If there is any fault to be found with Terry Golway’s elegant new biography of Greene (“Washington’s General: Nathanael Greene and the Triumph of the American Revolution,” Henry Holt, 368 pages, $26), it is that he does not emphasize enough his contradictory subject’s representative Americanness, his identity as self-made (even selfish) man who served his country loyally. A staunch Rhode Island democrat who encouraged slaveholders to liberate their slaves and enlist them in the fight for independence, he became, after the war, a plantation and slave owner. The son of Quakers, he grew up reading Julius Caesar and dreaming of military glory.

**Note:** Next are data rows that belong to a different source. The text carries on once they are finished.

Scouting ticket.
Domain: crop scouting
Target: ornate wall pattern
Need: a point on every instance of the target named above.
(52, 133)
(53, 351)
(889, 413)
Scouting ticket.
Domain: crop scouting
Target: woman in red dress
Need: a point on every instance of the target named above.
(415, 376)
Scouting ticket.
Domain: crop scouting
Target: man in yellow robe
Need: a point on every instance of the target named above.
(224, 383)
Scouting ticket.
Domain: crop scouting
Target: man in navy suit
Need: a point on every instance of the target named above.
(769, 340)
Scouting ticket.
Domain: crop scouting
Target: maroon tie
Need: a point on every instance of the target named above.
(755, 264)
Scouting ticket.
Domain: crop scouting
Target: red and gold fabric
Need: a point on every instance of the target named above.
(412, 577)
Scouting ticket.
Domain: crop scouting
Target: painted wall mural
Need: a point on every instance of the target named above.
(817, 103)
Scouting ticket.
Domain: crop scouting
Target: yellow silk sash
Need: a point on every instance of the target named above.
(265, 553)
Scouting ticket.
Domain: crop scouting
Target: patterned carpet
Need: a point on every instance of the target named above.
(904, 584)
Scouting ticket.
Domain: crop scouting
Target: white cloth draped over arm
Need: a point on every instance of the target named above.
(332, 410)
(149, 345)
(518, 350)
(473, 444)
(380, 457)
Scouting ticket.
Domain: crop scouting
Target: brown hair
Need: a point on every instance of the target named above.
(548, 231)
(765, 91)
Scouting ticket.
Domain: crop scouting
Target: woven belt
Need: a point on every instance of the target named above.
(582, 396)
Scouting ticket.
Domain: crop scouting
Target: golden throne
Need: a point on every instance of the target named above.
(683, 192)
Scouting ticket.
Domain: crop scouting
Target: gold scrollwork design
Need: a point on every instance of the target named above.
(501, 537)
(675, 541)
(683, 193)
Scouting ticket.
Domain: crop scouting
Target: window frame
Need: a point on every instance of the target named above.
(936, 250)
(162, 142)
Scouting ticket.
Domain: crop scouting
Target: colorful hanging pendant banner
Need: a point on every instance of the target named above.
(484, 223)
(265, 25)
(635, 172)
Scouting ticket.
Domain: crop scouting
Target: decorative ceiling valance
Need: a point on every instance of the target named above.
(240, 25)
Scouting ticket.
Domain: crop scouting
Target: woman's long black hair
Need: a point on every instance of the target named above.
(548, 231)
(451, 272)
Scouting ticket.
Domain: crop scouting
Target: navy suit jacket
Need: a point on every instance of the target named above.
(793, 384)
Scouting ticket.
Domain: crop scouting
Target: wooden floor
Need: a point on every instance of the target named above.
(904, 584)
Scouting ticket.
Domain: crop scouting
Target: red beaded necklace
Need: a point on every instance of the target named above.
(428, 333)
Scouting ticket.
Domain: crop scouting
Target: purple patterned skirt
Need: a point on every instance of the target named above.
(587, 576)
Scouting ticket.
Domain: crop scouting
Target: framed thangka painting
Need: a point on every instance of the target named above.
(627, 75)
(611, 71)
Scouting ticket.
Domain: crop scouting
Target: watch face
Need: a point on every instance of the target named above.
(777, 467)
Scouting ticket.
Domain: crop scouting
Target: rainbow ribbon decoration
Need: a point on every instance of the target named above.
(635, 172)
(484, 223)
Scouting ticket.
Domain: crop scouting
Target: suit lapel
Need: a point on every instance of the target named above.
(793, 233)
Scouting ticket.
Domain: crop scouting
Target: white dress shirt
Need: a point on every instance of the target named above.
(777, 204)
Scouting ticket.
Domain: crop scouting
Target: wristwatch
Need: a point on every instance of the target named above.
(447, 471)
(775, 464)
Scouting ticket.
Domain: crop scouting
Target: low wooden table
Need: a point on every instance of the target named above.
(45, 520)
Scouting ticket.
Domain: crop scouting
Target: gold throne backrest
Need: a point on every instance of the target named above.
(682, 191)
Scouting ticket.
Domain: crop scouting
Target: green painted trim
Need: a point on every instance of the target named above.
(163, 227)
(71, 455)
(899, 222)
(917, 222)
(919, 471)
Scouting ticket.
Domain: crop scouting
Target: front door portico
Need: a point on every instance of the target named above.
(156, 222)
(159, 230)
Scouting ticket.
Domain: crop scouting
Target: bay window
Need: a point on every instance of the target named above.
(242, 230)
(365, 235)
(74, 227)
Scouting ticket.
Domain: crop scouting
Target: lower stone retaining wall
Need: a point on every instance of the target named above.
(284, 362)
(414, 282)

Like Faulkner’s Thomas Sutpen and Fitzgerald’s Jay Gatsby, Greene has gaps in his biography that the narrator can only wonder at. How did this unschooled boy (his father did not believe in education) become a general in Washington’s army at the age of 32? The mystery deepens when Mr. Golway points out that Greene’s previous military rank was private. And Greene had a limp! His fellow Rhode Islanders refused to promote him, pointing out that he spoiled their marching form.


In six months Greene made his leap from private to general, and there is simply no documentation to explain this astounding ascension. What is apparent, however, is that Greene, like Alexander Hamilton, had a gift for interesting better educated and better placed men. Greene’s letters to George Washington show that he made demands – asking for acknowledgment of his services – such as few men would dare to seek from “His Excellency,” as Greene and others styled his commander in chief.


Mr. Golway reads Greene’s letters as self-pitying. Certainly there is a constant refrain of “I get no respect.” But I think the biographer misses the guile (conscious or not) behind Greene’s self-pity. He made Washington feel the urgency of his plight, and of the implicit warning that leaving Greene’s troubles unattended would lead to greater trouble for a harassed leader desperately trying to keep his ragged army together. Keeping Greene happy, in other words, was tantamount to keeping the Revolutionary Army happy.


Washington needed a man who knew how to retreat. Backing up in good order was more important than risking too many battles against the greatest military force in the world. A businessman and trader before the war, Greene knew where to locate supplies, and that made it possible for American armies – usually defeated in the field – to keep running. When the American cause finally looked lost, when Cornwallis began his sweep through the deep South on his way to Virginia, destroying two American armies on the way, Washington turned to Greene, advising him to avoid major confrontations but to keep Cornwallis moving further away from his supply depots.


Greene had help – notably from Daniel Morgan, a broken-down old veteran of the French and Indian War. Morgan lured the overconfident British into a Carolina pasture for cows (Cowpens), even though His Majesty’s forces outnumbered Morgan’s 600 men by two or three to one, even though Morgan had to rely on militiamen, who were infamous for running away from Redcoats.


Morgan divided his motley crew (hardly deserving the name of a military formation) into three lines, telling the first one (the sharpshooters) they could withdraw after taking two or three shots at British officers. As the sharpshooters retreated, they were backed up by Morgan’s more experienced second and third lines, who cut down the advancing Redcoats in one of the finest bits of fighting the world has ever seen.


Greene performed variations on Morgan’s strategy until he had Cornwallis pinned between the French fleet and Washington’s advancing army. There were many mishaps along the way, but Greene (well read in the vicissitudes of war) was prepared for them. Defeats did not matter. As Greene himself said, “We fight, get beat, rise and fight again.”


Greene’s indomitable character evidently was formed early. As a young boy, he loved to dance. When a young lady, looking at his lame leg, commented that he danced stiffly, Greene replied, “Very true. But you see that I dance strong.”